25th Sunday in Ordinary Time
“Do you know who I am?’ the magistrate, his face turning red with anger asked.
Paul replied, It is not necessary to know who you are, I know what you are.”
The magistrate boiled over and exclaimed, “You’ll pay dearly for this,” and then walked away.
That white man was convinced that he was superior to Mahabane simply because he was a magistrate and a white person. And it’s clear that it had become second nature to him to expect others, especially if they were black, to serve him.
In our Gospel text from St. Luke today (prediction narrative) the disciple are arguing about who is the greatest. Jesus’ response is clear and direct, “if anyone wishes to be first, he [or she] shall be the last of all and the servant of all.”

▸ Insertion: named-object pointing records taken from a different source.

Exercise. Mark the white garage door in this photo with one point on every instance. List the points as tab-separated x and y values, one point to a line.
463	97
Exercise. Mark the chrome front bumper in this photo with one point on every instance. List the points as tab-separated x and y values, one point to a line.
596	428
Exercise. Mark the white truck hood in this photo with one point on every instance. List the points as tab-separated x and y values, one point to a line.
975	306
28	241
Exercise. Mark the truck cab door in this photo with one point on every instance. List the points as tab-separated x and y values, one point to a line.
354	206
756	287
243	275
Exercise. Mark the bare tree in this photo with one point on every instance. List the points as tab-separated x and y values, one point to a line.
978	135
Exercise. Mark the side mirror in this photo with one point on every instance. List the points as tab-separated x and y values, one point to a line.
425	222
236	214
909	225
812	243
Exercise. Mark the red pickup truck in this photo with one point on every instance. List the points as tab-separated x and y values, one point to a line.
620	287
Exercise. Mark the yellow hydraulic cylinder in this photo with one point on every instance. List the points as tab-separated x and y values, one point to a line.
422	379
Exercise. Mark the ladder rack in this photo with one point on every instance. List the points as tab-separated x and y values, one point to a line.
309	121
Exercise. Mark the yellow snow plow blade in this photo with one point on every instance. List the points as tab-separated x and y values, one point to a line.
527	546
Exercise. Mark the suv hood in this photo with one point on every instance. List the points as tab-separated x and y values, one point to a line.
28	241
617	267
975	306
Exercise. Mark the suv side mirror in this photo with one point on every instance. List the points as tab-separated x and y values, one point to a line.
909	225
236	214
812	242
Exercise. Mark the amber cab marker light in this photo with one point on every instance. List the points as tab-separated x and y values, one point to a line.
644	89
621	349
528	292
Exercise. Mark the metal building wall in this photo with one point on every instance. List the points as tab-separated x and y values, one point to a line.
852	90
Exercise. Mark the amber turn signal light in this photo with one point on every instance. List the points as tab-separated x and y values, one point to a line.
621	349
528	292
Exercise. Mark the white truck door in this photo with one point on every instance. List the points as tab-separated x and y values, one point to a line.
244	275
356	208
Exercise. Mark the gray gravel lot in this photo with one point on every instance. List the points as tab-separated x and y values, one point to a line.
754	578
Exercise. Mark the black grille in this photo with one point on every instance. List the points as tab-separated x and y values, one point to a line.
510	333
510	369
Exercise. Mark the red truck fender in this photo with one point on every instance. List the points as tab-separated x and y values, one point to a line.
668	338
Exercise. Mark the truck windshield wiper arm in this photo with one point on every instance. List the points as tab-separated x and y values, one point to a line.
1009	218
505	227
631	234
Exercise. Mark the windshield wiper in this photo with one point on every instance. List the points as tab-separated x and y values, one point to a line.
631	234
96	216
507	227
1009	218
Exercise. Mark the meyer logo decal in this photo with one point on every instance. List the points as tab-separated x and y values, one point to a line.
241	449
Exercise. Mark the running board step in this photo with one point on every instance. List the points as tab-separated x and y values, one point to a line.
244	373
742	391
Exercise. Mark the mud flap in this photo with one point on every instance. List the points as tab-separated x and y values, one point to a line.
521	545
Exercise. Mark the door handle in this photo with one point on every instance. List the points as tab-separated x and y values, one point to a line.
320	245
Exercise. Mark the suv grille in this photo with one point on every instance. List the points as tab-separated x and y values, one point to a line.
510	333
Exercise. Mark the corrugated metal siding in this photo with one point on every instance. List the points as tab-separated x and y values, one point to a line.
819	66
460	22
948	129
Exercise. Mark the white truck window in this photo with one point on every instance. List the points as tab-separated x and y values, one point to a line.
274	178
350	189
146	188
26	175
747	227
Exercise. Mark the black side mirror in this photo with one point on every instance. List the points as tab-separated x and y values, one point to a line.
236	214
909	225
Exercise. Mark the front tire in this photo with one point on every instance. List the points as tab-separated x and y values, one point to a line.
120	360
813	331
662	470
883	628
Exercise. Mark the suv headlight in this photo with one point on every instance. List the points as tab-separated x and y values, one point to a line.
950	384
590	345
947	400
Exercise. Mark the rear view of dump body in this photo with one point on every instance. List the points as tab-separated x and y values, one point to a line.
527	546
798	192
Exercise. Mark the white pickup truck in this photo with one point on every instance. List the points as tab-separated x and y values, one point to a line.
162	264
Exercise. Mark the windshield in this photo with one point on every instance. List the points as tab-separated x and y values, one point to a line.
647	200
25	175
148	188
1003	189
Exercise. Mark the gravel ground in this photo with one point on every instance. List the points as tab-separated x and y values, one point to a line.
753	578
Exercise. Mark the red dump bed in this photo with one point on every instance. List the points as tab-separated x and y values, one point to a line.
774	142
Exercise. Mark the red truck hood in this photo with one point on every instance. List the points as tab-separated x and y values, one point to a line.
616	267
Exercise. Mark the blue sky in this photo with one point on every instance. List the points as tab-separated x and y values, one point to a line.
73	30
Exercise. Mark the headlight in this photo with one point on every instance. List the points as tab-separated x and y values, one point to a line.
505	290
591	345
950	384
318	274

Who is the greatest? This conversation has been going on in the Church for centuries especially between clergy and laity. Clergy often demand to be treated as the greater. By the late 20th century it was beginning to get better, but now it is getting bad again. I think this is what led to Pope Francis addressing the issue a couple of years ago. Francis has made it clear that this expectation of entitlement or clericalism as it is well known by those who serve as priests is totally unacceptable. He said, “Clericalism is an illness in the church, an ailment that pretends that deacons, priests and bishops are greater than those they serve. They ignore or minimize the God-given grace and talents of laypeople and emphasize the authority of clergy rather than their obligation to serve.” Pope Francis went on to say, “To say no to abuse in the Church is to say an emphatic no to all forms of clericalism.” That is to all forms of elitism.
We must remember the words of Jesus, if you want to be great, then you must serve the needs of others. The really great people, those who are fondly remembered, are not those who sought to further themselves and their own interests, but rather those who devoted themselves to furthering the interests of the community.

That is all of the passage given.